ただでさえ鋭い目なのに、さらに鋭くして、サンを撫でるナナヤを見ていた。

…いや、目を細めているだけだろうか。

とりあえず、分からない。


「サン、こっちにおいで」

「うん」

「あっ、あーあ。取られちゃったよ」

「残念だったね」

「んー。じゃあ、次は弥生だね」

「えっ、わ、私は…」

「フワフワの毛だね~。さすが、猫なだけあるね」

「むぅ…。尻尾に触らないでよぉ…」


恥ずかしがる弥生を無理矢理捕まえて、いろんなところを触りたくる。

ツカサはといえば、ナナヤから勝ち取ったサンを膝の上に乗せ、手を握ってみたり、頭を撫でたりしていた。

…何なんだろうな、この光景は。


「あ、紅葉お姉ちゃんと望がくっつけば完璧だよ!」

「え?」

「ほら。私は弥生、ツカサはサンでしょ?紅葉お姉ちゃんと望で完璧!」

「完璧って…。しかも、弥生は嫌がってるし…」

「そんなことないよね~」

「………」

「ほら」

「お前が触りたくるから怒ってるじゃないか…」

「いいじゃない。ほーら!くっついて!」

「よくないだろ…」


半ば強引に、望は私の膝の上に座らさせられる。

それでも悪い気はしないのか、こっちを見て笑ってくれた。

…仕方ないな。

ナナヤのワガママに少し付き合ってやるか。

手始めに望を抱き締めてみる。

望は、私との間に挟まれて動かせない尻尾を、なんとか先っぽだけ動かして。


「えへへ」

「温かいな、望は」

「お母さんも温かいよ」

「そうか?」

「うん」

「…望のこの温かさは、望自身の優しさだ。いつまでも、この優しさを忘れないでくれよ」

「うん」


望は、そっと頷く。

それを確認してから、抱き締めた腕を解いて。

と、ナナヤと弥生がジッとこっちを見てるのに気付いた。


「どうした」

「いや、本当に親子みたいでね」

「親子だからな」

「んー、まあ、そっか。

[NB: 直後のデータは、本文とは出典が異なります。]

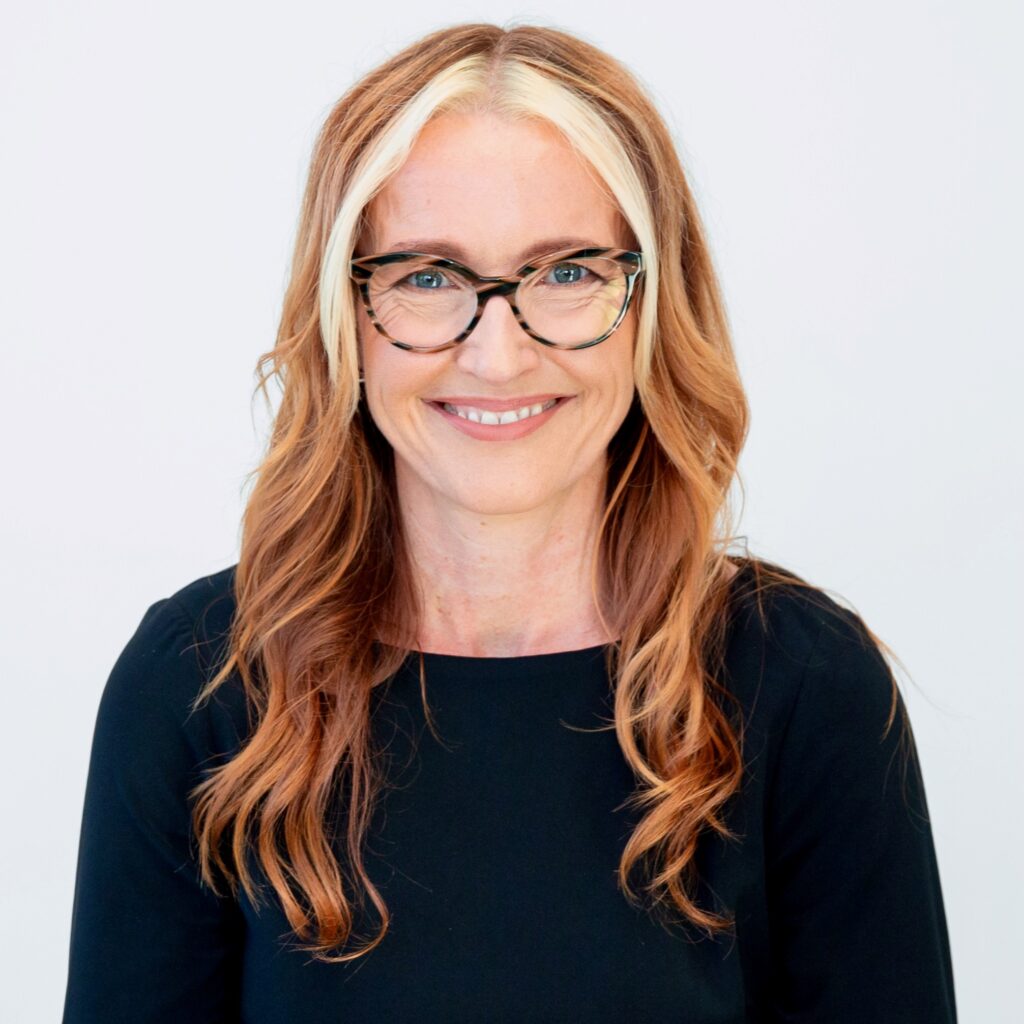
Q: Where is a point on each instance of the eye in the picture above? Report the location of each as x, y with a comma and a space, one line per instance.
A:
425, 280
567, 273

でも、本当の親子みたいだった」

「そうか」

「私は、ちゃんとお姉ちゃん出来てるのかな…。ツカサは出来てるかもしれないけどさ」

「ん?何か言ったか?」

「ううん」

「そうか…?」


そして、またサンの相手に戻る。

サンもツカサも、お互いのことがすっかり気に入ったようだった。

それを見て、ナナヤはまたため息をつく。


「ナナヤお姉ちゃん…」

「私、ちゃらんぽらんだし、全然お姉ちゃんらしくないでしょ?」

「そんなことないよ…」

「うん…。ごめんね…」


悩み多き年頃、ということか。

ただ単に、感情の浮き沈みが激しいということではないだろう。


「お前がそんなでどうするんだよ」

「えっ?」

「姉なら姉らしく、堂々と構えていろ。どうやったら姉らしくなるか…なんて考えなくても、お前がお前らしくあれば、みんなはそれがお前の姉としての姿だと認めてくれるはずだ」

「でも…」

「心配することは何もないはずだけど。妹や弟たちの手本となる必要はない。正しい道を教えてやる必要はあるけどな。それでも、お前一人で抱え込むことはない。ツカサだって、マオだって。オレもいる。みんながいるんだから」

「…うん」

「ナナヤはナナヤらしく。それが、ナナヤの、一番の姉らしさだ」

「えへへ…。ありがと」

「オレは、ナナヤの姉として、姉らしくしていただけだ」

「うん、そうだね。そっか。私らしく。姉らしく」

「ああ」


小さく頷くと、もう一度、笑ってみせてくれた。

そうだな。

ナナヤはナナヤらしく。

それが一番だ。


「それにしても、この二人は…」

「まあ、いいじゃないか。仲良きことは美しきかな、だ」

「ちっちゃい子には、ニコニコ笑顔なのにね。なんで、普段はあんなにムッツリなの?」

「小さい子にまでムッツリでも困るけどな」

「まあ、そうだけど…」

「…サン。ほら、こっちに来い」

「うん!」「えっ?」

「よしよし」


まったく…。

これでいいのか?

ナナヤの方を見ると、ニヤニヤと笑って。

それにしても、ナナヤも意地悪だな。

ナナヤは機嫌良く尻尾を振っているが、ツカサはガックリとしてしまっている。

話を聞いていなかったことに対する報復なんだろうか。

それとも、さっき、同じようにサンを取られた、今更ながらの反撃なんだろうか。

とにかく、趣味のいいものではないな。

…とりあえず、サンは悪くないんだし、頭を撫でておく。